The second case study focuses on India’s response to Pakistan’s nuclear programme between 1972 and 1987. Here, Indian assessments were markedly different. Pakistan was viewed as an extensive-aims rival with a long record of attempting to revise the regional status quo through military means. At the same time, Pakistan’s conventional military inferiority created strong incentives to rely on nuclear weapons as instruments of coercion. As evidence of Pakistan’s advancing programme accumulated throughout the late 1970s and 1980s, Indian concerns steadily intensified. The Brasstacks crisis of 1986–87 proved especially important because it appeared to confirm that Pakistan was prepared to invoke its emerging nuclear capability to offset India’s conventional advantage. According to the authors, this was the point at which the cost of restraint began to exceed the cost of pursuit. India’s eventual move towards weaponisation was therefore driven principally by Pakistan’s nuclearisation rather than by China’s earlier acquisition of nuclear weapons.
The article also evaluates alternative explanations rooted in external threat perceptions, domestic politics, leadership psychology, and normative constraints. Joshi and Mukherjee argue that none of these accounts can satisfactorily explain the sharp contrast between India’s restrained response to China and its eventual nuclear response to Pakistan. Their framework, by contrast, explains both outcomes within a single analytical model.
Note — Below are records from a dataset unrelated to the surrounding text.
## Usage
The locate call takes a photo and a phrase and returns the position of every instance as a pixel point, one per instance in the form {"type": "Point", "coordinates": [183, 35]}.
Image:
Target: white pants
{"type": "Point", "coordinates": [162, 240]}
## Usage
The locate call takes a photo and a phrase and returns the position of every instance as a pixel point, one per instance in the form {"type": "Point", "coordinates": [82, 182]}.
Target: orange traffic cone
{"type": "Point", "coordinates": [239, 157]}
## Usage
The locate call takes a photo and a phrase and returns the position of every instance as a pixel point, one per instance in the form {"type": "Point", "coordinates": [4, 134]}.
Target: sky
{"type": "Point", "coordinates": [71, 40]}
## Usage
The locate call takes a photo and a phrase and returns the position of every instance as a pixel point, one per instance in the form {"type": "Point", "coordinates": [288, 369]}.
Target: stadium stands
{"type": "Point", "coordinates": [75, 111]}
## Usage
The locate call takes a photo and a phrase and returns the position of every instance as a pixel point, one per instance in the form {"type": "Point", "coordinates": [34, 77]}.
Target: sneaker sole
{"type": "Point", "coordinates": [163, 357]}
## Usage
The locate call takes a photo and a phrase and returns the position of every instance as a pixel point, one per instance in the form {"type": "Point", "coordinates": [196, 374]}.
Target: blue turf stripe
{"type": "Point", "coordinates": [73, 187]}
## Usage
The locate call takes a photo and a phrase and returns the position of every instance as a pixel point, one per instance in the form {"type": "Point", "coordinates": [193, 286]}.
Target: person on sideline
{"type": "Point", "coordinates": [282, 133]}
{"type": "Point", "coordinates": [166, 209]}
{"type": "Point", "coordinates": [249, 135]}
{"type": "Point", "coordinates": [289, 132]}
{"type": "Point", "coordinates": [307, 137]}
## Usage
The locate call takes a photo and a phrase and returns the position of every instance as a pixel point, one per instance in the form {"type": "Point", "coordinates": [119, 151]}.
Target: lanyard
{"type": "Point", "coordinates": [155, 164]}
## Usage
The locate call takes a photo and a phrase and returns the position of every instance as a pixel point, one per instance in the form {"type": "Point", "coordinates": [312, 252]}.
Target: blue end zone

The broader implication of the article is that theories of nuclear proliferation must account for what the authors call the “cost of restraint” alongside the more familiar cost of pursuit. Nuclear dominoes do not fall automatically because a rival’s possession of nuclear weapons does not generate uniform proliferation pressures across all rivalries. As Joshi and Mukherjee demonstrate, India coexisted with China’s growing nuclear arsenal for more than two decades without pursuing an operational nuclear deterrent, yet moved decisively towards weaponisation as Pakistan’s nuclear programme matured. The authors contend that understanding nuclear proliferation requires more than counting warheads or identifying security threats. It requires assessing a rival’s political aims, conventional military capabilities, and the role nuclear weapons are likely to play in its strategy. India’s nuclear history, they conclude, was not the product of an automatic China-India-Pakistan cascade. Rather, it reflected two distinct strategic calculations that produced sharply different outcomes and continue to shape South Asia’s nuclear order today.